Final answer:
The enthalpy change for the formation of 1 mole of HCl(g) is -92.3 kJ/mol. For the reaction of 1 mole of H2(g) with 1 mole of Cl2(g), the enthalpy change is -184.6 kJ, indicating an exothermic reaction where more energy is released in forming product bonds than is consumed in breaking reactant bonds.
Step-by-step explanation:
The enthalpy change for the reaction of 1 mole of H2(g) with 1 mole of Cl2(g) to form HCl(g) can be found using the standard enthalpy of formation.
The enthalpy change, ΔH, for the formation of 1 mole of HCl(g) from its elements in their standard states is -92.3 kJ/mol.

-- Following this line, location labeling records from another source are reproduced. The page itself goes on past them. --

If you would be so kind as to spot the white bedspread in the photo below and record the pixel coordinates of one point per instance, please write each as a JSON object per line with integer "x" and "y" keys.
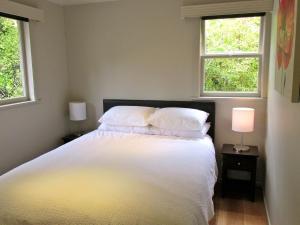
{"x": 110, "y": 178}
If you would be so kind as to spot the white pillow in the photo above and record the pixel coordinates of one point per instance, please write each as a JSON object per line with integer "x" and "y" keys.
{"x": 127, "y": 116}
{"x": 182, "y": 133}
{"x": 125, "y": 129}
{"x": 178, "y": 119}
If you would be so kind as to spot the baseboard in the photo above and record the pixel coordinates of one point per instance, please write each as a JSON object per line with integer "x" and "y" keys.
{"x": 267, "y": 209}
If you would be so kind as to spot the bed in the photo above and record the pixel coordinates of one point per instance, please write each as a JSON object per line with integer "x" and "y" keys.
{"x": 113, "y": 178}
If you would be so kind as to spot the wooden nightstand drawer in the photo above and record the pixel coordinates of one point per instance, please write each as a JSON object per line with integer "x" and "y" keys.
{"x": 239, "y": 163}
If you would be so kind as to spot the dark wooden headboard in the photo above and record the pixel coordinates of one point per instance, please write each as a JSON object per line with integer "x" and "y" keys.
{"x": 206, "y": 106}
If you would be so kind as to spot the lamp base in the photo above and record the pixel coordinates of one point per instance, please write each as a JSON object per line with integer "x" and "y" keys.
{"x": 241, "y": 148}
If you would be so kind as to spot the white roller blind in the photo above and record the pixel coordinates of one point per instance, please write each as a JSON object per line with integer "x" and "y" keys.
{"x": 226, "y": 8}
{"x": 17, "y": 9}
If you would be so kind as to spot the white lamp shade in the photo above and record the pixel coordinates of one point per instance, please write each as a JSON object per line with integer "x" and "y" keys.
{"x": 243, "y": 119}
{"x": 77, "y": 111}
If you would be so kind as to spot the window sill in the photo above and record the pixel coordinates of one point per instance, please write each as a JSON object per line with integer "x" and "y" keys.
{"x": 18, "y": 104}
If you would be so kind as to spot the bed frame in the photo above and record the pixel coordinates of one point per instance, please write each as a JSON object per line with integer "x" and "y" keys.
{"x": 206, "y": 106}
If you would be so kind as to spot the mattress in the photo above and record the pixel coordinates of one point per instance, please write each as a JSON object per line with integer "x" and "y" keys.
{"x": 111, "y": 178}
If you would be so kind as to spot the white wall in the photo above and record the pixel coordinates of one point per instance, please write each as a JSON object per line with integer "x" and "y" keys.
{"x": 31, "y": 130}
{"x": 282, "y": 153}
{"x": 142, "y": 49}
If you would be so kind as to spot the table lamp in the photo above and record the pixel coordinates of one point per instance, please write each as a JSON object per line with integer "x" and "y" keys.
{"x": 77, "y": 111}
{"x": 242, "y": 122}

Since the balanced chemical equation shows the formation of 2 moles of HCl(g), the total enthalpy change would be twice this value, meaning ΔH for the reaction is -184.6 kJ.

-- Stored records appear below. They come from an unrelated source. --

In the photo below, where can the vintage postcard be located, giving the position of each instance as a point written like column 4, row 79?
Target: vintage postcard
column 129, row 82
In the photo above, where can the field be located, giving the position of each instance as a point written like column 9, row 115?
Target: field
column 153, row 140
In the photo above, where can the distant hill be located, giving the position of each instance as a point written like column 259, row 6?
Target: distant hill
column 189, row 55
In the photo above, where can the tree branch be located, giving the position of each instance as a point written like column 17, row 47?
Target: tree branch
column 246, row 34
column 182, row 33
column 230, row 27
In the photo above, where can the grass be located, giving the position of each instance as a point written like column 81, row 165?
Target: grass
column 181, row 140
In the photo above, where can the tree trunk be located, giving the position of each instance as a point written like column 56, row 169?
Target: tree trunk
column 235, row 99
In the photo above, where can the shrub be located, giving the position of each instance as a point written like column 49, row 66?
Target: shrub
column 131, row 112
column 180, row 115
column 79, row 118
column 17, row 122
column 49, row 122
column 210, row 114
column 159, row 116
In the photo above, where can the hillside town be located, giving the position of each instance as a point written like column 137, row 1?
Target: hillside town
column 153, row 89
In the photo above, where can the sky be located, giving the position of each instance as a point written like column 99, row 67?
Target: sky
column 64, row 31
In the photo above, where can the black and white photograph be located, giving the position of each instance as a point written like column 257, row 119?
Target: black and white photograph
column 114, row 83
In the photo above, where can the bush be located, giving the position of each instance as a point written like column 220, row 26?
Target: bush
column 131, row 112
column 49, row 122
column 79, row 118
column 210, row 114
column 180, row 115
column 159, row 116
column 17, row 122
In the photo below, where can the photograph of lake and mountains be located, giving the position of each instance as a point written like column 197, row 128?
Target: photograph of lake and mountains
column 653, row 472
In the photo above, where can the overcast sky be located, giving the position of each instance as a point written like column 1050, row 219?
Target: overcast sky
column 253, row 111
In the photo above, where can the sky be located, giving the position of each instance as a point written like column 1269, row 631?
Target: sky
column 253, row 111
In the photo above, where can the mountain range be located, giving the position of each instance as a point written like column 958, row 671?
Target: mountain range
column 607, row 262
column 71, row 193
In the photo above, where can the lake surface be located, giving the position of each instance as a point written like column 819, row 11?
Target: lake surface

The process of forming HCl(g) involves breaking the bonds of H-H and Cl-Cl and forming new H-Cl bonds. The bond energy for H-H is 436 kJ/mol, and for Cl-Cl, it is 243 kJ/mol. The energy released when forming two moles of H-Cl bonds is 2 x 432 kJ = 864 kJ. This reaction is exothermic, as it releases more energy in forming products than is required to break the bonds of the reactants.